Since the Hong Kong government has vast reserves and consistent surpluses, it does not need to issue debt except as PR stunts (like trying to stimulate a market in ‘Islamic’ bonds for no obvious reason) or to by-pass the Legislative branch on financing white-elephant projects (the third runway). Moody’s warning is on one level just academic.
Pro-Beijing and other detractors hurry to remind us that Moody’s gave overly generous ratings to mortgage derivatives and key players involved in the 2008 meltdown. This is true. Are they saying that the ratings agencies have not since mended their ways? In which case, we should conclude that Moody’s is understating the extent to which Hong Kong is screwed.

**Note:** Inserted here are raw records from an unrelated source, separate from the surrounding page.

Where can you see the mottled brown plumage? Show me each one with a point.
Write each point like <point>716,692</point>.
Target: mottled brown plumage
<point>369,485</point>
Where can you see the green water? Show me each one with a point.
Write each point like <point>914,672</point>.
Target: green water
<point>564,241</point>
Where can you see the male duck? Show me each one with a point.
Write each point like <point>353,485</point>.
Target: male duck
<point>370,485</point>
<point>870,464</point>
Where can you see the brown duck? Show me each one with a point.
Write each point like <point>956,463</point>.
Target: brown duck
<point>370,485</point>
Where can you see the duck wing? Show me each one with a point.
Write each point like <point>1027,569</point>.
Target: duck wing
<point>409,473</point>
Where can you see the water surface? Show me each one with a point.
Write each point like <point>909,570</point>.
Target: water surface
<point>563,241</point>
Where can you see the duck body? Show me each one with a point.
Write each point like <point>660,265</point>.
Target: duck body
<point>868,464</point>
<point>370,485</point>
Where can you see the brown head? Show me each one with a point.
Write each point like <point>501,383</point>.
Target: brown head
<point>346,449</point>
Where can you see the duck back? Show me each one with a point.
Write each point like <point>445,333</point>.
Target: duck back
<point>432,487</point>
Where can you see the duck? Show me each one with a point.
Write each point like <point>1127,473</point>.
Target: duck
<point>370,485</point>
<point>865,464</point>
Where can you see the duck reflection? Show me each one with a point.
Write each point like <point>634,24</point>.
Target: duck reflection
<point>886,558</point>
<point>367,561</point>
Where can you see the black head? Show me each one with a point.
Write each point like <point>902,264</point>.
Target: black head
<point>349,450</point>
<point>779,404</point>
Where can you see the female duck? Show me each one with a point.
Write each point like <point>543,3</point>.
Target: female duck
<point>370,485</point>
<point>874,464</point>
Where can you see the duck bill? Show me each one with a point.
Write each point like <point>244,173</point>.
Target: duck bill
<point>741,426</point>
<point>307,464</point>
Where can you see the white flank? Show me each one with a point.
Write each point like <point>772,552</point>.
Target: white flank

John Tsang and fellow officials are upset by what Moody’s is saying in its deep-down, between-the-lines sort of way. The agency suggests that Hong Kong’s high exposure to the Mainland economy is a Bad Thing – the exact opposite of the official line about Belt-and-Road/integration/blah-blah, but pretty similar to what young localist radicals say. Even more scarily, Moody’s says that ‘political linkages with China are weighing on Hong Kong’s institutional strength’.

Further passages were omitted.